Unsuccessful wells were drilled north of Silo Field, in northern Weld County, Colo., and east of Colorado Springs.

The accompanying table shows permit activity by year for six counties and demonstrates how permit activity has grown in some areas and disappeared in others. Consequently, several million acres of leases became nearly worthless, while another couple of million acres continued to increase in value. As competition in the basin accelerated for quality acreage, prices reached $6,500 per acre in early 2012 with the leasing of the state-owned, 21,000-acre Lowry Range to ConocoPhillips.

During this early delineation of the Niobrara, companies experimented with well spacing and testing multiple benches within the Niobrara and Codell formations. The original discovery area developed by EOG was generally drilled on 640-acre spacing with a handful of 320-acre tests. Anadarko Petroleum Corp., Noble Energy and others began testing 160- and 80-acre spacing in multiple zones along with horizontal redevelopment among 20-acre-spaced historical vertical production.

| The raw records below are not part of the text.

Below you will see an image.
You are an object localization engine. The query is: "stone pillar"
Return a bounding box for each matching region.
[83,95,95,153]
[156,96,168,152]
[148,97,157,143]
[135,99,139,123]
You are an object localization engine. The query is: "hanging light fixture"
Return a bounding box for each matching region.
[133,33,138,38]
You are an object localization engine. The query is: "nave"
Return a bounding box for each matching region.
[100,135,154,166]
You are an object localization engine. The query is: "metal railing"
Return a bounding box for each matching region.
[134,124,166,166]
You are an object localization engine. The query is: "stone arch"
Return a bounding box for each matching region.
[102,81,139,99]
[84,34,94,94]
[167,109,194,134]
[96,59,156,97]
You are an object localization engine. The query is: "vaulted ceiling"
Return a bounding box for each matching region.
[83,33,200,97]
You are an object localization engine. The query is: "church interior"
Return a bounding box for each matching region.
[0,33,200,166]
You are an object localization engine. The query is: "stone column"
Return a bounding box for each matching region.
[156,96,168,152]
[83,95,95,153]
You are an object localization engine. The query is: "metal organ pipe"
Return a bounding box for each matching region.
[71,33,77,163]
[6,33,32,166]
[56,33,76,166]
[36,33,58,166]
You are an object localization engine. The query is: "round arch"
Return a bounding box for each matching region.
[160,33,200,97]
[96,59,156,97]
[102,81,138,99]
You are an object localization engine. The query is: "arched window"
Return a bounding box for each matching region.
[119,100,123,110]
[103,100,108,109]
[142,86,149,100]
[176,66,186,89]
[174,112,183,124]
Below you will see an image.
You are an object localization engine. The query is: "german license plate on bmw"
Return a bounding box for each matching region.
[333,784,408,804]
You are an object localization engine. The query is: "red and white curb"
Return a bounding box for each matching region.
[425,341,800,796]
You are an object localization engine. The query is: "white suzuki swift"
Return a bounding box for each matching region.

In 2013 and 2014 there were further announcements of downspacing success in multiple benches, with many companies planning for between 16 and 24 wells per section in some areas of the play. Recently, Whiting Petroleum and Noble Energy began drilling on patterns testing 32 wells per section.

As downspacing tests in the stacked pay intervals of the Niobrara and Codell were met with success, the average cost of acreage burden per development well dropped, with corresponding increases in acreage transaction values. In late 2012, the $10,000 per-acre mark was surpassed by Bonanza Creek for an undeveloped 5,638-acre, state-owned parcel on the edge of Wattenberg Field. Acquisitions by Bill Barrett, Bonanza Creek, Extraction Oil & Gas and others continue to demonstrate the immense potential seen in the play, with one recent transaction surpassing $40,000 per acre.

Acreage acquisition costs as a per-well burden have stayed relatively flat at about $1 million per well in recent transactions as drilling density increases and acquisition costs are spread over a greater number of wells.

Operational efficiencies and currently high rates of return may allow the acreage-cost-per-well burden to grow further. Continued successes in testing additional zones or additional downspacing would further enhance economics, but tests have slowed as companies tested the most prospective zones first and ultimate recovery factors pushed higher.

A number of factors will fuel further consolidation within the D-J Basin. The regulatory risks associated with development along Colorado’s Front Range initially tempered outside interest in entering the basin, but these concerns dissipated as damaging ballot initiatives were struck down late in 2014. Also, smaller players are finding it increasingly difficult to keep up with the immense investments required to develop through the drillbit and will pursue sales or partnerships.

Fortunately for those already in the basin, if the recent downturn in oil and gas pricing persists, the vast majority of current development is focused on highly economic areas with breakeven costs as low as $40/bbl of oil.